Ceti sociali premono per affermarsi, personalità nuove si danno obiettivi alti: se tra loro emerge un Napoleone o un Lenin nessun traguardo può essere irraggiungibile.
Anche l'Iran ha attraversato una fase "rivoluzionaria" e ha saputo reagire vittoriosamente all'aggressione di Saddam Hussein, che credeva di poter prevalere facilmente sul caotico Iran della rivoluzione islamica khomeinista.
Una guerra costata carissima ad entrambi i contendenti e che probabilmente Saddam Hussein non sarebbe riuscito a contenere senza il sostanziale aiuto di tutto il resto del mondo: carri armati russi, gas della Germania orientale e soldi occidentali per pagarli.
Solo Israele sostenne l'Iran, seppure di nascosto, vendendogli i preziosi pezzi di ricambio che consentirono agli aerei di produzione americana dell'aviazione iraniana di continuare a volare.
Il motivo per cui un fronte così ampio ha cercato la sconfitta dell'Iran è stata la paura che la rivoluzione iraniana si espandesse e intraprendesse il cammino verso la fase imperiale. Un risultato indubbiamente ottenuto.
Oggi il presidente iraniano Mahmoud Ahmadinejad a quanto pare cerca di riprendere questo cammino interrotto, approfittando della situazione internazionale seguita alla guerra in Iraq: rivendica al suo paese un ruolo da potenza nucleare e rilancia la minaccia all'esistenza di Israele.
L'assenza di un leader arabo ambizioso e potente come era Saddam lascia indubbiamente un vuoto di potere nel mondo islamico che Ahmadinejad sta cercando di riempire: come avrebbero fatto Napoleone e Lenin.
Ma l'analogia con un Napoleone o con un Lenin
va anche oltre: anche loro cercarono di offire alla propria nazione un "grande nemico", ma non per affrontarlo e sconfiggerlo, ma solo come espediente per tenerla unita ed indirizzarla verso altre e più immediate conquiste.
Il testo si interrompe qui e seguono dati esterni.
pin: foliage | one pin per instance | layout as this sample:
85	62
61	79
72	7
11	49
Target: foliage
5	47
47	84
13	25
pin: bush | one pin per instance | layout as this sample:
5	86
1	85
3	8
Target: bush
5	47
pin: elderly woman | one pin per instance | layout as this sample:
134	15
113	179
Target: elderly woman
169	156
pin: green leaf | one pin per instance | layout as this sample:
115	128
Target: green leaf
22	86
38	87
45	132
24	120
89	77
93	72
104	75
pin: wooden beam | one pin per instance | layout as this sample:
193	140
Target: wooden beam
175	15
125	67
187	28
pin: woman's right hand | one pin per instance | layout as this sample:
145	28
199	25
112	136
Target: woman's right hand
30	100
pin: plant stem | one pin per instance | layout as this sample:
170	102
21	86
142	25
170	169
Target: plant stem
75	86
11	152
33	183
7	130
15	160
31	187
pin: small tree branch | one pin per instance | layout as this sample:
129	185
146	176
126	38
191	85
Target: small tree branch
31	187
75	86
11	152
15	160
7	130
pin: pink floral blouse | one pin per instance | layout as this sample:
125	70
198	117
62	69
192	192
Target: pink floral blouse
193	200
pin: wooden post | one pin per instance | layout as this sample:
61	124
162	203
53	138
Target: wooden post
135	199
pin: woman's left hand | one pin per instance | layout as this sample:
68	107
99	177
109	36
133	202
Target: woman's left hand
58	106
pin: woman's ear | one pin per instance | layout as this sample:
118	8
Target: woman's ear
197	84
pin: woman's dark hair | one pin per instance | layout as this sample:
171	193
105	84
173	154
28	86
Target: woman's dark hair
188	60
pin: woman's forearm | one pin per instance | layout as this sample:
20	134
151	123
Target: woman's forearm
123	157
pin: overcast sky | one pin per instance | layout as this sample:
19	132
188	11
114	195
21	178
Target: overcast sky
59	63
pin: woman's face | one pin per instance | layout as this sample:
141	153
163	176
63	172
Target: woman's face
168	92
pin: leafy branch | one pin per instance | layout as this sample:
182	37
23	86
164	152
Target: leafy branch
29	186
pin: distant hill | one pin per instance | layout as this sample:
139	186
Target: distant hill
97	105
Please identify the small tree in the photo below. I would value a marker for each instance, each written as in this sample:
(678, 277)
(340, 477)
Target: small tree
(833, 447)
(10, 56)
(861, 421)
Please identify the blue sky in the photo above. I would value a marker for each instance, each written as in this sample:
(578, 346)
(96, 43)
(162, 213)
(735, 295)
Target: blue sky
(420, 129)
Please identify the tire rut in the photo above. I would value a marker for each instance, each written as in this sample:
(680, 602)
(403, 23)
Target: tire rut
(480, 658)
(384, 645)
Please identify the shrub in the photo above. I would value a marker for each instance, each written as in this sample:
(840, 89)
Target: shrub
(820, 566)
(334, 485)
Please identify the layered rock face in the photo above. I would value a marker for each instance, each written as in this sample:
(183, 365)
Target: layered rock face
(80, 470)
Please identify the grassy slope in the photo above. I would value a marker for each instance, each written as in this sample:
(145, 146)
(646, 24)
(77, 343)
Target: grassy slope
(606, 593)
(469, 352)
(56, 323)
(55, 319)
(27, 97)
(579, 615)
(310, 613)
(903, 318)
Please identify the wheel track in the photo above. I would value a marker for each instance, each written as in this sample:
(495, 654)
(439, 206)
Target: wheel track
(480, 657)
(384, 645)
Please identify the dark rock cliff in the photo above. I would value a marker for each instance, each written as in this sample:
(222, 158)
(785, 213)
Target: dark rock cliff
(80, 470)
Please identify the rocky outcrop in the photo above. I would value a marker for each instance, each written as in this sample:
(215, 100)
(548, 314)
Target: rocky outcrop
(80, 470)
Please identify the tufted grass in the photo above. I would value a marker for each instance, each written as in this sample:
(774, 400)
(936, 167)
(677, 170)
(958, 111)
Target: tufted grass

Quando Ahmadinejad ha minacciato l'esistenza di Israele io non credo avesse realmente nel mirino questo obiettivo.
I primi ad essere colpiti dalla minaccia del presidente iraniano sono stati infatti i leader dell'islam moderato, quelli che sarebbero disponibili a giungere ad un accordo che garantisca Israele.
Ahmadinejad con le sue affermazioni ha sottratto ai leader mediorientali gran parte della credibilità agli occhi delle proprie popolazioni più affascinate dalla retorica estremista.
Li ha fatti sembrare molli e asserviti all'Occidente, privi di una strategia "rivoluzionaria": ovvero chiusi nell'oggi e incapaci di vedere nei secoli a venire, di rappresentare una speranza, quel riscatto messianico che tutte le rivoluzioni, figuriamoci poi una islamica, sanno invece offrire.
Ma, sottolineo, Ahmadinejad può mettere in crisi quei leader, non sostituirli, se non altro perché loro sono arabi e lui è persiano, loro sunniti, lui sciita: anche questo, dunque, non può essere l'obiettivo principale del presidente iraniano.
Noi occidentali -- e in particolare noi europei -- abbiamo il difetto di guardare al mondo solo dal nostro punto di vista: che non è né l'unico né il principale.
Dimentichiamo facilmente, ad esempio, la collocazione geografica dell'Iran: e per chi non lo ricordasse l'Iran è in Asia, e, dal Caucaso al Belucistan, confina con zone dove l'nstabilità politica e sociale è molto alta e non mancano motivi perché si accresca ulteriormente.
Molto al di là delle banalità della geopolitica, però, mi pare evidente che l'Iran cerchi di crearsi un proprio spazio continentale, mentre India e Cina si contendono il ruolo di leader asiatici e quindi globali: una lunga partita dalla quale non è affatto scontato esca vincitrice la Cina.
L'Iran non può rimanere indietro, isolato e lontano, senza industrie energetiche (è inutile essere tra i maggiori produttori di petrolio al mondo se si devono importare la benzina e l'olio combustibile), dietro stati islamici più popolosi, come l'Indonesia o meglio inseriti nel mercato come il Pakistan e la Malesia.
La storia e la cultura persiana hanno sempre guardato ad Occidente, non è detto che oggi non sia costretta a cambiare abitudini: a me pare qualche indizio ci sia.